When using S3 as the cloud storage backend, Delta Lake does not support distributed writing. Deploying a data pipeline job with multiple replicas writing data in Delta Lake format to S3 will likely cause data corruption due to the lack of a distributed lock implementation. For S3 deployments, ensure your pipeline runs with a single replica.

Quick Reference

NameDescription
Use CredentialsCredentials used to authenticate with your Delta Lake storage.
ex: AWS Prod Credentials
Delta Lake Table PathThe full path to the Delta Lake table you want to write to.
ex: s3://my-bucket/data/events_delta
Select a Saved TableChoose from previously saved Delta Lake table paths.
ex: UserEventsProdDeltaTable
Partition ColumnsColumns used to partition the Delta Lake table for optimized reads and writes.
ex: event_date
Hadoop ConfigurationCustom Hadoop properties applied during the Delta Lake write.
ex: fs.s3a.endpoint = s3.eu-west-1.amazonaws.com

Overview

The Delta Lake Sink Node enables you to write processed workflow data directly into a physical storage location in the Delta Lake table format.

Configuration

Field NameDescriptionRequired?Default
Use CredentialsSelect a stored credential object (e.g., AWS Keys, GCP Service Account) to authenticate with the storage provider.Yes (for Cloud)None
Delta Lake Table PathThe full URI to the Delta table folder.
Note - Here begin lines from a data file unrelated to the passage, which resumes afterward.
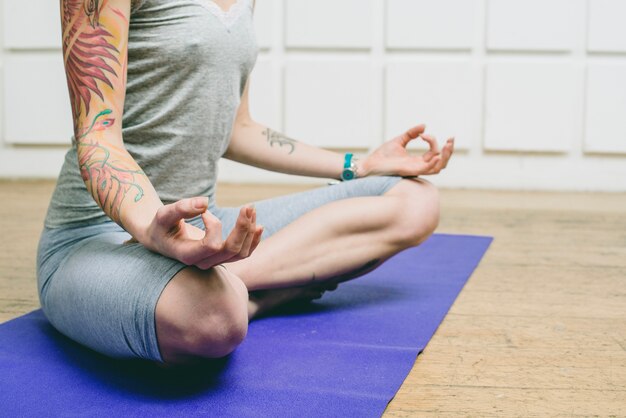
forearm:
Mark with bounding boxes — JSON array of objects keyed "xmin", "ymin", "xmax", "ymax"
[
  {"xmin": 77, "ymin": 133, "xmax": 163, "ymax": 241},
  {"xmin": 224, "ymin": 121, "xmax": 344, "ymax": 179},
  {"xmin": 61, "ymin": 0, "xmax": 162, "ymax": 241}
]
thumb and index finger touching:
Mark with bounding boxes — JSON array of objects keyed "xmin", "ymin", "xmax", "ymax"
[{"xmin": 158, "ymin": 197, "xmax": 209, "ymax": 227}]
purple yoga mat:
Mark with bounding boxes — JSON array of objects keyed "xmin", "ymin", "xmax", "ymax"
[{"xmin": 0, "ymin": 234, "xmax": 492, "ymax": 417}]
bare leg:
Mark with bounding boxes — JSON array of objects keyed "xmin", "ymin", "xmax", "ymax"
[
  {"xmin": 227, "ymin": 180, "xmax": 439, "ymax": 290},
  {"xmin": 156, "ymin": 267, "xmax": 248, "ymax": 364},
  {"xmin": 156, "ymin": 180, "xmax": 439, "ymax": 364}
]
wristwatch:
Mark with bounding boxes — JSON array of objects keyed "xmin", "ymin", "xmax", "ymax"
[{"xmin": 341, "ymin": 152, "xmax": 357, "ymax": 181}]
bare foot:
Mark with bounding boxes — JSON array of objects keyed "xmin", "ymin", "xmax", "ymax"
[{"xmin": 248, "ymin": 283, "xmax": 337, "ymax": 319}]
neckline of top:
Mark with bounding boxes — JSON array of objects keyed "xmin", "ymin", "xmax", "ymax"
[{"xmin": 200, "ymin": 0, "xmax": 245, "ymax": 27}]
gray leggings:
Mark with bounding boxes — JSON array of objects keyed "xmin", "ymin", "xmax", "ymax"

Supported schemes include s3a://, gs://, abfs://, hdfs://, and file://.YesN/A
Batch SizeThe number of records to accumulate before writing a transaction commit. Max recommended is 10,000.No1000
Partition ColumnsA list of column names used to partition the data physically on storage. These columns must exist in the target table's schema.NoNone
Hadoop ConfigurationAdvanced Key-Value pairs to override underlying Hadoop file system settings.NoNone

Important Prerequisites

Pre-existing Tables Only: This node does not create new Delta tables automatically. The table must already exist at the specified Delta Lake Table Path with a defined schema. If the table is not found during initialization, the workflow will fail.

One can create new or import existing delta tables in the Data Assets section.

Schema Validation: Incoming data is strictly validated against the existing Delta table's schema.

Storage & Authentication

The node supports various storage backends. You must provide the correct credential type for your chosen storage path.

Storage ProviderPath SchemeRequired Credential TypeNote
AWS S3s3:// or s3a://Username/PasswordUsername = Access Key ID
Password = Secret Access Key
Google Cloud (GCS)gs://GCP CredentialSupports Service Account JSON Keyfile or Access Token.
Azure Blob (ADLS)abfs://API KeyThe API Key is the Storage Account Key. The system attempts to extract the account name from the URL.
HDFShdfs://NoneConfigure authentication via the Hadoop Configuration section directly.

When to use the Delta Lake Sink

  • Choose Databricks Sink if you are building business-critical tables that analysts query immediately, and you want the safety and ease of Databricks Unity Catalog governance.
  • Choose Delta Lake Sink if you are building a raw data landing zone, are sensitive to compute costs, or need to write data to storage that isn't strictly coupled to a Databricks workspace.